Given that the circular arc wire with radius $r$ has a linear charge density $λ$. What is the Electric field at the origin?
I took a small segment $\mathrm dy$, which is $θ$ above the x-axis with charge $\mathrm dq=λ\,\mathrm dy$. Therefore $$d\vec{E}=\frac{kλ\cosθ\,\mathrm dy}{r^2}$$ as all other charges along the y-axis cancel out each other.
Now $\cosθ=x/r$. And $x^2+y^2=r^2$ is the equation of the arc. Therefore $\cosθ=\sqrt{r^2−y^2}/r$. And then proceeding to integrate $$\mathrm d\vec{E}=\frac{kλ\sqrt{r^2−y^2}\,\mathrm dy}{r^3}$$ and arrive at an answer, by integrating in the limits $\pm{r\sin(60^\circ)=\pm{\sqrt{3}r/2}}$.

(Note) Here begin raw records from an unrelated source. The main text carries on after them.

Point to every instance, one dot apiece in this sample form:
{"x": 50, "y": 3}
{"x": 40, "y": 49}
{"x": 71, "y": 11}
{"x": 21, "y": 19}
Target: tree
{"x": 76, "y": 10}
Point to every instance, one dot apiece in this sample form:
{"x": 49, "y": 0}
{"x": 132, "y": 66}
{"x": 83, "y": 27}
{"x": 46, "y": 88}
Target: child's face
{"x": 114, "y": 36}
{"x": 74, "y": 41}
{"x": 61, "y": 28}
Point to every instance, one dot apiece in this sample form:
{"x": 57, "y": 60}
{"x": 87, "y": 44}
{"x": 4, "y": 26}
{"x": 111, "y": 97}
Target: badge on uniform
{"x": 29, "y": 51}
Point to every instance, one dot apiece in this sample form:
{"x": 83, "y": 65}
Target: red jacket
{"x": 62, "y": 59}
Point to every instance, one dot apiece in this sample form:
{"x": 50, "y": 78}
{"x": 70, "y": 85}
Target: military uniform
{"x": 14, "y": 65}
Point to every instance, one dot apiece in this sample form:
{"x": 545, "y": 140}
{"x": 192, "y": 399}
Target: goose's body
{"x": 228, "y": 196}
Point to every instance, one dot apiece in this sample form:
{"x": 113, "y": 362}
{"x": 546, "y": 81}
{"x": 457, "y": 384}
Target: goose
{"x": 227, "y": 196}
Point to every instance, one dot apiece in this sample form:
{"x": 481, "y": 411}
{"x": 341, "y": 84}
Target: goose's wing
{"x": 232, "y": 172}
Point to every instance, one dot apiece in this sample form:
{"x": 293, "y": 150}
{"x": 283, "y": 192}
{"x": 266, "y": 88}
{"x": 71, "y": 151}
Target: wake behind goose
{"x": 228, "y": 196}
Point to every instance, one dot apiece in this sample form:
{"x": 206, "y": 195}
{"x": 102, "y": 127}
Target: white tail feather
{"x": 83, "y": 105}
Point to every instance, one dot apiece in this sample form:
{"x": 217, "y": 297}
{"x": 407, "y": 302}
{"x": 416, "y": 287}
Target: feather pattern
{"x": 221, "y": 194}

But my text tackles the question the same way until, at a point it takes $\mathrm dy=r\,\mathrm dθ$ instead of taking it in the form of $\mathrm dy$ and integrating and then substitutes and integrates $$\mathrm d\vec{E}=\frac{kλ}{r}\cosθ\,\mathrm dθ$$ and taking the limits as $\theta=\pm{60^\circ}$and arriving at an answer. But my answer differs from the one arrived by my textbook. Am I wrong somewhere?